AFTER all the turmoil in the markets, after Bernard L. Madoff and a bunch of other financial scandals, investors may well be questioning whether they’ve chosen the right financial adviser.
It may be someone you like and trust, but is it someone competent to manage your money?
– Intro to “In Search of Competent (and Honest) Advisers”, The New York Times, August 1, B1
Generally speaking, and this is true across all wealth levels, people are dissatisfied with their advisers, but they’re still incredibly loyal to them. It’s been going on for years, but it’s been exacerbated recently.
– Bruce Holley, managing director at Boston Consulting Group, quoted in the article
Mr.

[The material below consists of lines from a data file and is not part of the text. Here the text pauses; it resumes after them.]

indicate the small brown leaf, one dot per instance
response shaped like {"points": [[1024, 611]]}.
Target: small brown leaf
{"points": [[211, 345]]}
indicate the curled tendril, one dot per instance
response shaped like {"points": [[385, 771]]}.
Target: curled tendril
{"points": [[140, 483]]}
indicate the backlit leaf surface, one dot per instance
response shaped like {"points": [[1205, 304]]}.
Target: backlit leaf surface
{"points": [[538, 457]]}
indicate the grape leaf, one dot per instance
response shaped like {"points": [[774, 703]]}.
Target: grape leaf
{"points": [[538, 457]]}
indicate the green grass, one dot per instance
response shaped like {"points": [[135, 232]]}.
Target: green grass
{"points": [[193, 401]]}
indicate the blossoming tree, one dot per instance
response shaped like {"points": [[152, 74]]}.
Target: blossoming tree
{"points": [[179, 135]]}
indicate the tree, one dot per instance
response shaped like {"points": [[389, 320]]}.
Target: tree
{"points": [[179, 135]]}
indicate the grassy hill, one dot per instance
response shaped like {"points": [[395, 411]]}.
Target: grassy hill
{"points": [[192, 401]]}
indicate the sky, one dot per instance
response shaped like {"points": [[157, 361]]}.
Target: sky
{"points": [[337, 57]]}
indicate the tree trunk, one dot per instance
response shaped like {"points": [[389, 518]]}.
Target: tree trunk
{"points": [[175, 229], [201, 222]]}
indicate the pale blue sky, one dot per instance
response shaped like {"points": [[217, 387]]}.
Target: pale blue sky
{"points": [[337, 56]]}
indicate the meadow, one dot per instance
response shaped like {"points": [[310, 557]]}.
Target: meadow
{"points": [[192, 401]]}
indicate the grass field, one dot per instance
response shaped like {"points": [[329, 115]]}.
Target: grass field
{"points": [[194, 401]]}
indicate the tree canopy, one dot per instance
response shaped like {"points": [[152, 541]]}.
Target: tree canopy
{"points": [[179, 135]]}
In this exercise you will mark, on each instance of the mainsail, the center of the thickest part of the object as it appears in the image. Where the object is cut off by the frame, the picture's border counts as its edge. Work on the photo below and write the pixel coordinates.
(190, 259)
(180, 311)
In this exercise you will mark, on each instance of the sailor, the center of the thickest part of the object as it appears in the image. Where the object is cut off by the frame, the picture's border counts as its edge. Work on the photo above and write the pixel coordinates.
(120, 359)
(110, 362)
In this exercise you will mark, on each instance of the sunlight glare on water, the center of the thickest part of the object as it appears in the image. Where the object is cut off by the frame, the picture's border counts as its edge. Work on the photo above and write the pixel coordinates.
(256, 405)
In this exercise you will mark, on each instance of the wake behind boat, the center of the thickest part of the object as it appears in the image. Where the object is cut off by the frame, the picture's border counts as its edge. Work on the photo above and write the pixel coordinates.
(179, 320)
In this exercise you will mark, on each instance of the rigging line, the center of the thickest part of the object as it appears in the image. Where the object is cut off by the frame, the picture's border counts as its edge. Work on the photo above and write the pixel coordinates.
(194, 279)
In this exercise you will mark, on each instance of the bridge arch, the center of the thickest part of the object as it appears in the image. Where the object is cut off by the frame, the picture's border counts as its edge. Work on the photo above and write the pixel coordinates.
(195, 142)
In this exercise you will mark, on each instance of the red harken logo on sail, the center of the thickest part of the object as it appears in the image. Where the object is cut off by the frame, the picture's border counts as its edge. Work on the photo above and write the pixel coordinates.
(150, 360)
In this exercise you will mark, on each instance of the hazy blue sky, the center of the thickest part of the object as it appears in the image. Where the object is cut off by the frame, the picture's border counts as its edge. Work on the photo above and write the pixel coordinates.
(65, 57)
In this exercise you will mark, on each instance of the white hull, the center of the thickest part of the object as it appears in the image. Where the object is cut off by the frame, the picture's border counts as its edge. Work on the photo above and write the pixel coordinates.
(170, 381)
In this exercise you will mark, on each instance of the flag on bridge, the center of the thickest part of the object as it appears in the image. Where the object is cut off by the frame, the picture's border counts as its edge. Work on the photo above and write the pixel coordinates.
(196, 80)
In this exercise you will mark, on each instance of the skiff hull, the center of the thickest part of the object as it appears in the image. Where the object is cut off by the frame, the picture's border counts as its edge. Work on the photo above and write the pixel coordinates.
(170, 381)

Holley said many people react by moving to a firm with a long-established brand. But that offers no guarantee of better results.
The more rational approach is to do serious due diligence on your adviser. This is not easy. It requires a lot of work, like checking an adviser’s regulatory record through the Financial Industry Regulatory Authority, the Securities and Exchange Commission and state regulators, and contacting many references.
But perhaps the most important test of your adviser’s competence is in the area of what is being called “transparency.” Mr. Crosby said the survey found that transparency was becoming more important to investors than an adviser’s brand, performance and pedigree.
But while an adviser may talk about transparency, investors need to figure out what it means. Where does an adviser keep your money — at the firm or with third-party custodian who serves as a check? Does the firm have reputable auditors and lawyers? What is being outsourced and where is it outsourced to? This should be of particular concern, depending on how your personal financial data is encrypted.